Научные журналы, книги в этот период отец мог читать в основном в свободное от работы время, по выходным дням. Неистребимая жажда знаний, присущая ему, проявлялась в том, что он никогда не переставал учиться. Он всегда был готов воспринимать новое, работать над собой. Так, например, после своего первого выступления по радио отец пришел в ужас от своей речи, которую впервые услышал в записи. Дефекты, ужаснувшие его, слушателями, по всей видимости, так остро не воспринимались. Тем не менее, он обратил на это внимание и в скором времени избавился как от лишних слов, так и, в какой-то мере, от легкой врожденной картавости.

После первой заграничной поездки, в 1958 г., когда ему уже было около пятидесяти, он нашел время, чтобы усовершенствовать разговорный английский (свободно читать научную литературу он мог и на немецком, и на английском). Собираясь в командировку во Францию, куда он так и не поехал, он изучал французский язык, а перед поездкой в Италию и на Кубу занимался итальянским и испанским. И все это умудрялся делать несмотря на невероятную занятость.

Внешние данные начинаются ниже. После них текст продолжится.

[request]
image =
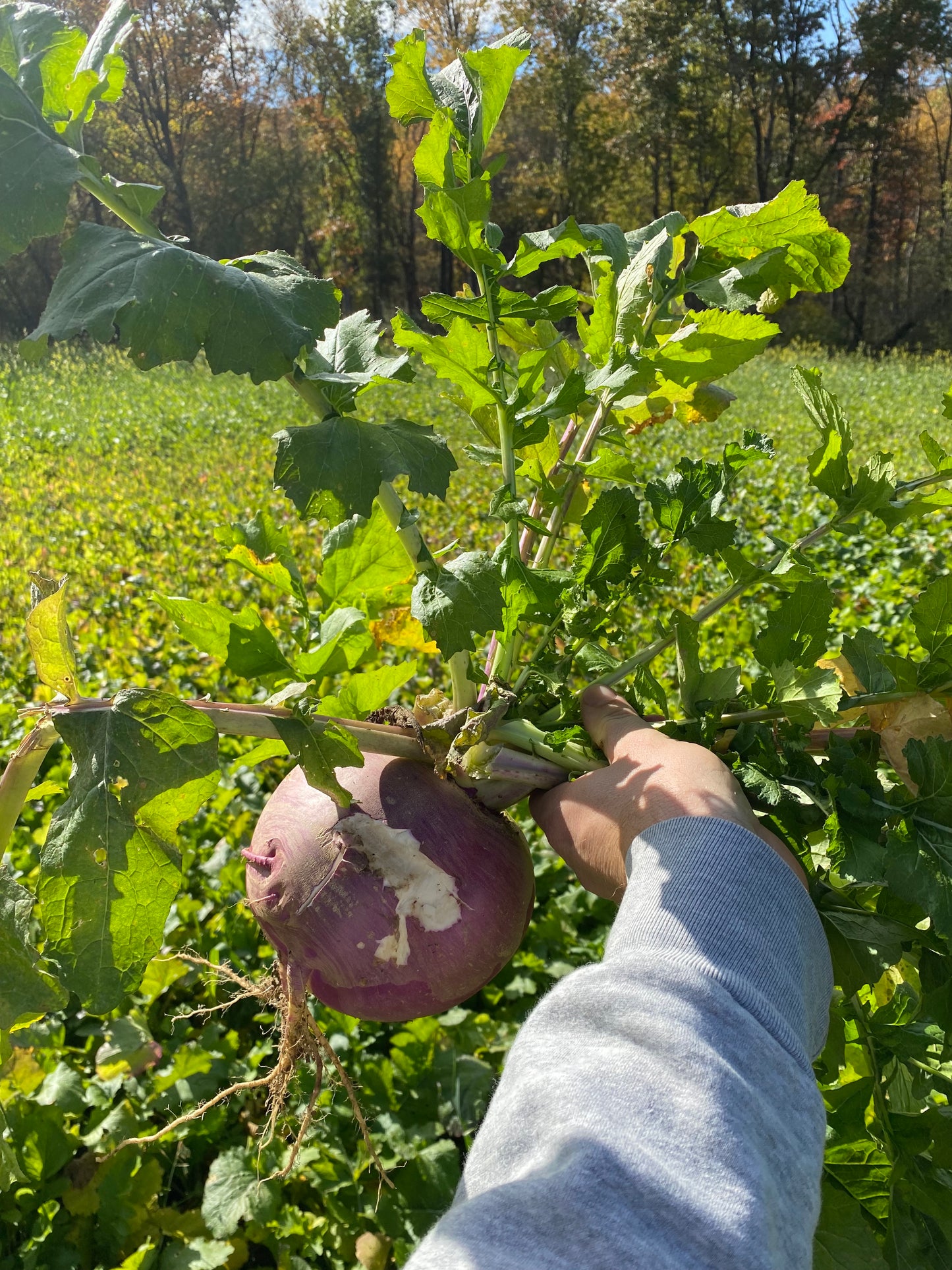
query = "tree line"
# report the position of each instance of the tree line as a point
(268, 127)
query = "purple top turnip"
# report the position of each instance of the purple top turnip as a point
(403, 904)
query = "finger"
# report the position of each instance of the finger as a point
(608, 718)
(546, 809)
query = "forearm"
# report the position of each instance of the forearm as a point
(660, 1109)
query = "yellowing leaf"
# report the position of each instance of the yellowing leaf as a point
(848, 681)
(400, 629)
(912, 719)
(50, 638)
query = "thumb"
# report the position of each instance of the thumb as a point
(608, 719)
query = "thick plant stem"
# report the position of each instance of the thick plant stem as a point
(559, 513)
(117, 205)
(528, 536)
(19, 775)
(406, 530)
(464, 691)
(503, 417)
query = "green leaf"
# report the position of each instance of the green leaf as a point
(700, 690)
(263, 548)
(26, 983)
(564, 399)
(457, 217)
(465, 597)
(239, 639)
(742, 285)
(409, 92)
(109, 870)
(347, 362)
(194, 1254)
(462, 356)
(101, 72)
(865, 652)
(136, 194)
(433, 161)
(712, 343)
(797, 631)
(550, 305)
(364, 563)
(816, 258)
(644, 278)
(864, 1171)
(806, 695)
(528, 593)
(49, 637)
(932, 618)
(346, 642)
(597, 333)
(234, 1193)
(320, 746)
(611, 465)
(252, 316)
(40, 52)
(845, 1238)
(367, 691)
(564, 242)
(37, 172)
(334, 468)
(613, 540)
(490, 71)
(919, 870)
(829, 464)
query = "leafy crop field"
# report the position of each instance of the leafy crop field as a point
(120, 480)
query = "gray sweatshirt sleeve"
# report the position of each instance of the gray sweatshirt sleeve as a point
(659, 1111)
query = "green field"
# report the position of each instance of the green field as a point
(120, 479)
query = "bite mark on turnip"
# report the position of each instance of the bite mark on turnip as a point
(423, 889)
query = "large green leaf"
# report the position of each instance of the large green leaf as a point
(613, 539)
(712, 343)
(367, 691)
(465, 597)
(253, 316)
(845, 1238)
(829, 463)
(239, 639)
(109, 869)
(26, 985)
(563, 242)
(932, 618)
(700, 690)
(49, 635)
(263, 548)
(549, 305)
(409, 92)
(489, 74)
(806, 695)
(457, 217)
(796, 631)
(334, 468)
(346, 641)
(40, 52)
(347, 361)
(37, 172)
(461, 356)
(364, 563)
(815, 257)
(320, 746)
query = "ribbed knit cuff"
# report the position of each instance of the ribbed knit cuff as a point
(714, 896)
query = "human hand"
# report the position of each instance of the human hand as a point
(592, 822)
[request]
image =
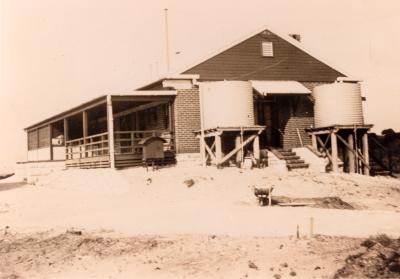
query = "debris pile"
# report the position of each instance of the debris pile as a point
(379, 258)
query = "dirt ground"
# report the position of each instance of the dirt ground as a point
(190, 223)
(172, 256)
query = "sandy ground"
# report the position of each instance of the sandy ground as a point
(135, 203)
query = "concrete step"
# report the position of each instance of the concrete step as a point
(380, 173)
(287, 153)
(297, 166)
(292, 157)
(295, 161)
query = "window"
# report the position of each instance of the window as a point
(267, 49)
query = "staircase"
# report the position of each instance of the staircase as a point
(292, 160)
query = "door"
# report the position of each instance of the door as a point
(268, 115)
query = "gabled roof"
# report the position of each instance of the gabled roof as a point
(280, 34)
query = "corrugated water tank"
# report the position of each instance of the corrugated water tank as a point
(227, 104)
(337, 104)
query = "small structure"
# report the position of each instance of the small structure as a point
(260, 93)
(153, 148)
(339, 129)
(344, 144)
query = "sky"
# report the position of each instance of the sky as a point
(57, 54)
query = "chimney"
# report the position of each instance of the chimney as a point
(297, 37)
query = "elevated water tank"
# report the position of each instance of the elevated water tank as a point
(337, 104)
(227, 104)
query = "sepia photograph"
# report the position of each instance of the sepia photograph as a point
(199, 139)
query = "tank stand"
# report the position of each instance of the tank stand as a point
(217, 141)
(345, 145)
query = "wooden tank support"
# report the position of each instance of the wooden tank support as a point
(243, 136)
(355, 153)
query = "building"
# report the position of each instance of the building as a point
(107, 131)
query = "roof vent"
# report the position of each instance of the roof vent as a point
(267, 49)
(297, 37)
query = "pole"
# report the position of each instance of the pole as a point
(167, 40)
(350, 154)
(365, 153)
(334, 152)
(202, 138)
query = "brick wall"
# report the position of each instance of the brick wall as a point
(187, 120)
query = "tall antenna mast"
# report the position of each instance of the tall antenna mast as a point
(167, 40)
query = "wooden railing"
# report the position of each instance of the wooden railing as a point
(91, 146)
(127, 142)
(380, 154)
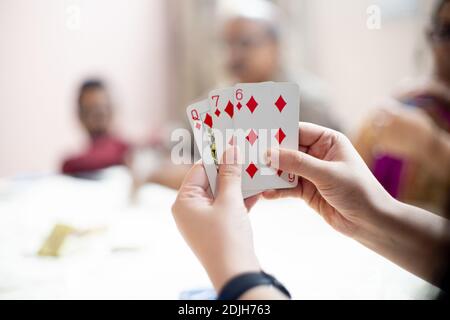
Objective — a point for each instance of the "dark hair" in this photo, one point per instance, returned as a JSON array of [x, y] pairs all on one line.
[[89, 85], [437, 10]]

Не знаю, сколько учеников было у отца, как он работал или занимался с ними, только время от времени имя того или иного человека начинало повторяться очень часто, и вскоре этот человек появлялся в нашем доме. Служебного времени отцу на работу с учениками явно не хватало.

Конечно, отец был и моим учителем. После слов мама и папа, которые я прочел в детстве, первыми словами были слова «командировочное удостоверение», «пропуск». Влияние отца проходит через всю мою жизнь, неосознанное мною в раннем детстве, позже – завораживающее и так мне необходимое и всегда недостаточное в последние годы его жизни. Впервые стихи Пушкина я услышал от отца. Не просто услышал, а благодаря частым повторениям, запомнил на всю жизнь. Отец знал наизусть множество стихов и в минуты отдыха очень любил декламировать. Память, как я уже говорил, была у него превосходная. Он помнил всего «Евгения Онегина», «Руслана и Людмилу» и еще многое другое. Отец читал по памяти Маяковского и эпиграммы Бернса, пел песни, романсы, арии из опер, русские народные песни. Он пел дома, когда не было посторонних, или в лесу, и, как я понял позже, частенько немного искажал мелодию, но это не мешало ему получать удовольствие от пения.